たしかに、これほどスケールの大きな政治的事件については、「神の視点」から俯瞰的・客観的に観察するという態度を採ることは難しいだろう。だから、あえて個人的視点に限定して、「私が見た限り」を証言するというかたちを採ることになる。この抑制的な態度を私は評価したい。
映画を観終わってから、なぜ韓国の人は自国の歴史の暗部をこのよう抉り出すことができるのに、日本人はそれができないのかという話になった。
その時に、「韓国は自国の歴史の暗部を抉り出すことができるくらいに『正義』を重く見る。しかし、北にはそれができない」という南北対比が意識下で働いているからだと韓国の地域研究の専門家が指摘してくれた。なるほどと頷いた。
そう言えば、台湾でも、国民党による白色テロという歴史的暗部は繰り返し映画化されている。これも「台湾は自国史の暗部を抉り出すことができるが、大陸にはそれができない」という「道義性をめぐる覇権争い」という文脈で解釈することも可能だろうとこれは台湾の専門家が教えてくれた。
そう考えた時に、なぜ日本人には自国史の暗部をエンターテインメントに仕上げるという力業ができないのか、その理由が少しわかった気がした。日本には「どちらがより道義的か」を競うべき隣国がないのである。
地理上の隣国はある。だが、どの国に対しても、日本人は「われわれの方が諸君たちより道義的である」と証明する義務を免ぜられている。免ぜられているどころか、そもそも道義性について発言する権利を許されていない。81年前までは日本は隣国を侵略し、収奪してきたのである。逆立ちしても、被害者たちと道義性の高さを競う資格がない。

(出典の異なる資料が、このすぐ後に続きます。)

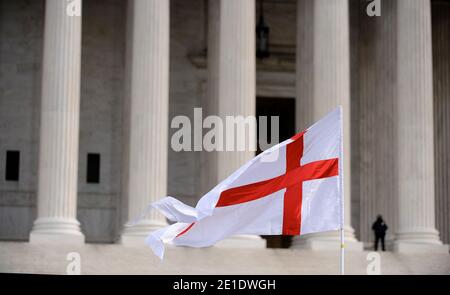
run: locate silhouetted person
[372,215,388,251]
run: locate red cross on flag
[146,108,343,259]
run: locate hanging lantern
[256,0,270,59]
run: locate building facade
[0,0,450,251]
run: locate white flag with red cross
[146,108,343,259]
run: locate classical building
[0,0,450,260]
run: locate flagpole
[339,106,345,275]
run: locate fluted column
[30,0,84,244]
[293,0,362,250]
[121,0,169,245]
[208,0,265,248]
[352,0,398,249]
[218,0,256,181]
[394,0,448,252]
[200,0,220,194]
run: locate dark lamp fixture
[256,0,270,59]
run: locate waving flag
[146,108,343,259]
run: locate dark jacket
[372,218,388,236]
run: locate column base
[291,228,364,251]
[394,229,449,254]
[214,235,267,249]
[120,220,167,247]
[30,218,84,245]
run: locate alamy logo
[66,252,81,275]
[366,252,381,275]
[366,0,381,17]
[66,0,81,16]
[170,108,279,160]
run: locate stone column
[352,0,398,249]
[121,0,169,245]
[208,0,265,248]
[30,0,84,244]
[394,0,448,253]
[292,0,362,250]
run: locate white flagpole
[339,106,345,275]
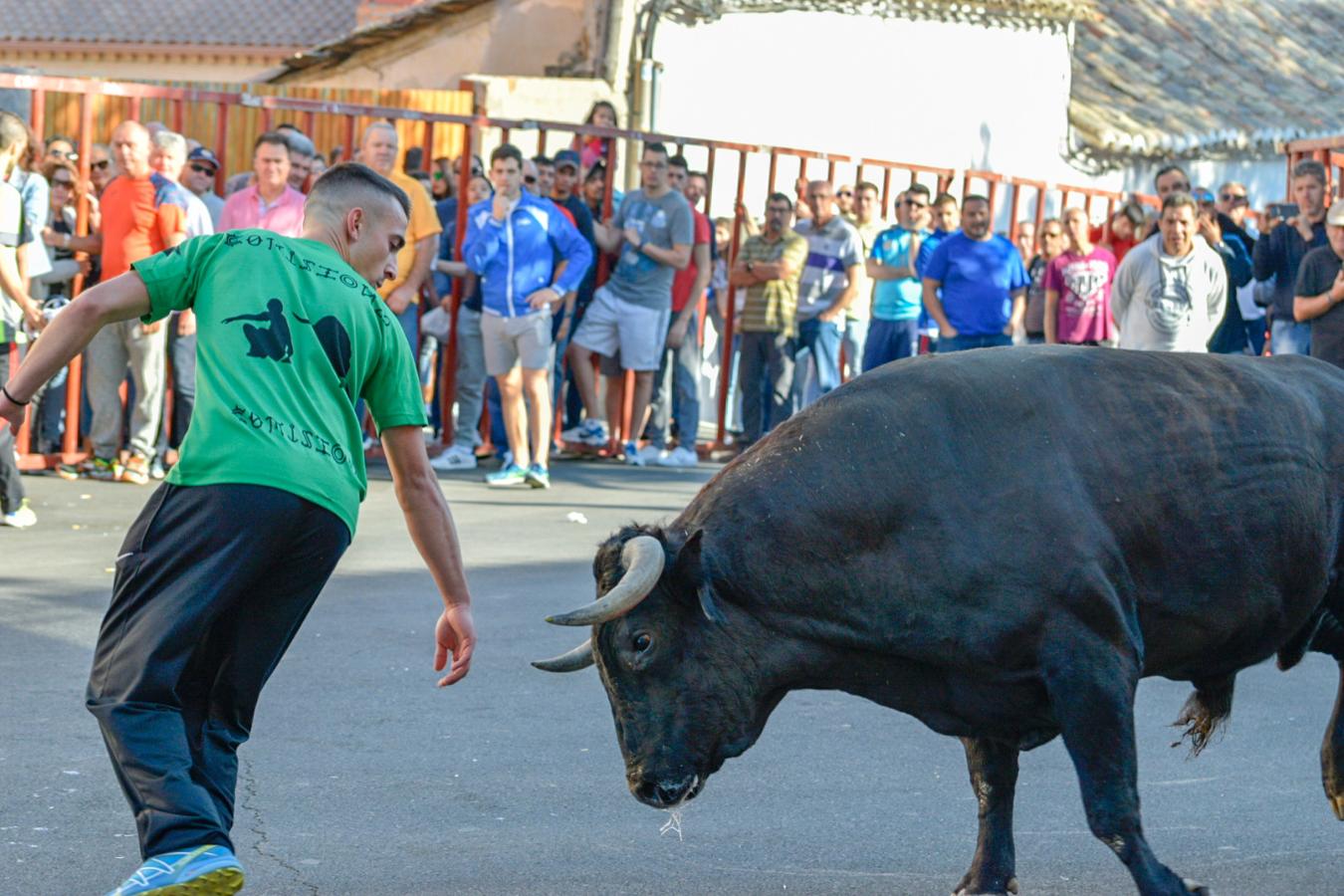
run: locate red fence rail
[0,73,1188,469]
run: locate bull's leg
[1045,644,1207,896]
[955,738,1017,896]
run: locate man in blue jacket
[462,143,592,489]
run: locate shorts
[573,286,672,370]
[481,312,552,376]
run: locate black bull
[539,347,1344,893]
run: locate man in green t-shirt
[0,164,476,896]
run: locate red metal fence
[0,73,1268,469]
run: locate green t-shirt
[131,230,425,535]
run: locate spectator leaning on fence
[1018,218,1064,345]
[1041,208,1116,345]
[462,143,592,489]
[729,193,807,449]
[923,196,1026,352]
[219,130,304,236]
[863,184,929,370]
[1293,199,1344,366]
[81,120,187,485]
[569,142,695,465]
[1110,192,1228,352]
[1254,158,1328,354]
[793,180,863,408]
[640,156,714,466]
[0,112,46,530]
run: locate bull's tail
[1172,676,1236,759]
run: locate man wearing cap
[179,146,224,230]
[1293,199,1344,366]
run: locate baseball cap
[187,146,219,170]
[1325,199,1344,227]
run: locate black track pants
[88,484,349,857]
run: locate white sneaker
[429,445,476,470]
[3,499,38,530]
[560,420,609,447]
[657,445,700,468]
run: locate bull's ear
[672,530,727,623]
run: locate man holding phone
[1255,158,1328,354]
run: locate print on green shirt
[131,230,425,532]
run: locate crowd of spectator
[0,103,1344,527]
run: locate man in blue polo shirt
[921,196,1029,352]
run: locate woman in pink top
[569,100,619,172]
[1045,208,1116,345]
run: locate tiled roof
[0,0,358,47]
[1068,0,1344,169]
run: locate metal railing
[0,74,1153,469]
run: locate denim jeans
[1268,320,1312,354]
[649,315,700,449]
[938,334,1012,354]
[793,317,840,410]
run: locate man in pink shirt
[1045,208,1116,345]
[219,130,304,236]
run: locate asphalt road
[0,464,1344,896]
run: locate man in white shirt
[1110,192,1228,352]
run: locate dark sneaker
[108,846,243,896]
[527,464,552,489]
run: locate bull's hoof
[952,877,1017,896]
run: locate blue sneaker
[108,846,243,896]
[485,461,527,489]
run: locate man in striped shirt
[721,193,807,447]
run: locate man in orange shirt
[81,120,188,485]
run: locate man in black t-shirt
[1293,199,1344,366]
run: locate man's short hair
[308,161,411,218]
[1293,158,1325,185]
[149,130,187,158]
[253,130,289,154]
[0,112,28,151]
[1163,189,1199,218]
[276,124,318,158]
[1153,165,1190,189]
[491,143,523,168]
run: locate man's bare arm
[381,426,476,688]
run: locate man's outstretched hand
[434,606,476,688]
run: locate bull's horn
[546,535,667,626]
[533,638,592,672]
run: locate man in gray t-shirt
[569,142,694,465]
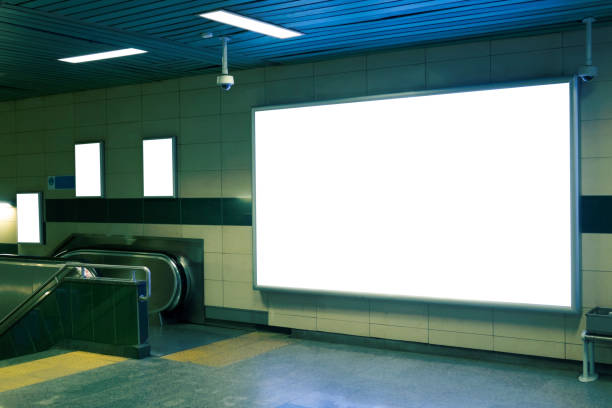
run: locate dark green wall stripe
[43,196,612,231]
[0,244,18,254]
[580,196,612,234]
[45,198,253,226]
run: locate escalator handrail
[0,262,151,336]
[56,248,182,313]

日本にできるのは、その事実をまっすぐに受け止めて押し黙るか、過去のことは忘れて、国内に向けて「日本は昔からずっと道義的な国だった」という嘘を語るかどちらかしかない。
むろんそんな「偽史」映画やドラマは国内には喜ぶ人がいても、海外での集客は期し難い。当然製作資金を出すところがない。歴史ドラマが作られないない理由がそれで腑に落ちた。